I looked into Grsync some more and I didn’t see a way to sync more than one directory at a time. I googled this question and found how to do it in Rsync, but not in Grsync. So I switched back to FreeFileSync. I now have my external HDD drive directly connected to my laptop rather than going thru my USB hub. Switching to the direct connection causes FFS to speed up a lot. The backup to my external HDD will now take only 15hrs rather than 30 days. Which is OK cuz I only do a full backup once and then future syncs only take a few seconds.

Also I really like the FFS GUI, it’s great at showing me whats going on and exactly what I’ll be syncing. Much more intuitive than Grsync (at least to my eyes).

The MissionCenter app is great at displaying real time data transfer speeds.

Whoa ! I see a lot of Sync and Backup being thrown around there. Those two concepts are often misunderstood and interchanged, and they are definitely NOT the same. I’m not sure I’ll go into what that all means here, as you seem to be getting the reulst you want. But if you need any help, just reply !

My overall data integrity tasks are the following:

(note: my system drive has both /root and /home, i.e. everything i.e. all my data)

  • Every other day I do a full Clonezilla clone of my system drive to 2 different external nvme drives. So I always have 2 recent clones of my whole system drive that I can use to easily restore my whole system (OS, /root and /home (everything)).

  • Every day I use FreeFileSync to mirror sync all my user files to one of 3 external HDDs.
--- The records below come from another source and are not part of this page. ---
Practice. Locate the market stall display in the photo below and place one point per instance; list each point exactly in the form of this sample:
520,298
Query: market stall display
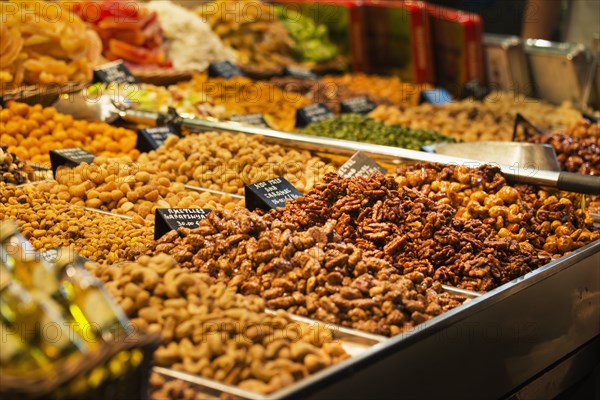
12,169
126,188
30,132
470,120
332,90
210,330
347,251
342,277
223,98
50,222
227,162
44,43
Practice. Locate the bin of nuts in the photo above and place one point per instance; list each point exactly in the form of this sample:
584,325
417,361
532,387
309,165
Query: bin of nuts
124,187
49,222
31,132
228,161
370,253
210,330
91,353
12,169
470,120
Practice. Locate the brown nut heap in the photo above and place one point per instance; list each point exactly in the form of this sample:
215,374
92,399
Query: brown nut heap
49,222
12,169
298,260
228,162
577,149
535,218
210,330
127,188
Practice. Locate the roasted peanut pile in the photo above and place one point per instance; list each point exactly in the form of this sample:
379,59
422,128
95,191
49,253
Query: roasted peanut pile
49,222
209,329
31,132
12,169
228,162
332,90
577,149
309,271
470,120
553,224
240,96
128,188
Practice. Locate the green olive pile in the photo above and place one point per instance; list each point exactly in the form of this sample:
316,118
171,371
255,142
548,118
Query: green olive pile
361,128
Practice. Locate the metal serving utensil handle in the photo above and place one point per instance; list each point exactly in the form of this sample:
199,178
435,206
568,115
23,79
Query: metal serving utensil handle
588,184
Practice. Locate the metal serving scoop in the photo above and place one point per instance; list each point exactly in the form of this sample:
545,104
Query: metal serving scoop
519,155
110,109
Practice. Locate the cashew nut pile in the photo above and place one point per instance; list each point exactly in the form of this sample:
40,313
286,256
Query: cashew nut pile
209,329
127,188
228,162
49,222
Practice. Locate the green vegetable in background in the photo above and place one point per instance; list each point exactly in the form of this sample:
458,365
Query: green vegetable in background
361,128
311,40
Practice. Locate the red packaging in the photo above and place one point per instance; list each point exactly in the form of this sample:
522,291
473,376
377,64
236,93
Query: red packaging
397,40
343,22
458,47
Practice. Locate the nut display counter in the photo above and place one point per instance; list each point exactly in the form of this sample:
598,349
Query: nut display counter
285,237
509,288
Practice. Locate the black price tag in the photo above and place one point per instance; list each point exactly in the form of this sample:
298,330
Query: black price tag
300,73
435,96
270,194
475,89
360,165
69,158
256,119
114,72
358,105
313,113
169,219
152,138
224,70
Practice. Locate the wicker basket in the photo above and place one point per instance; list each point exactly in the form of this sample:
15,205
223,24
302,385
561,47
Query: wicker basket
132,384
So I always have 3 recent external backup copies of all my user (personal) files (the most important files!).

  • The nvme drives and HDDs are physically disconnected when a clone or sync is complete. They’re not continually connected to my laptop.

If you have suggestions to improve this backup strategy, feel free to let me know.

FYI: For various reasons it’s currently not possible for me to do online backups to Backblaze or S3 at this time.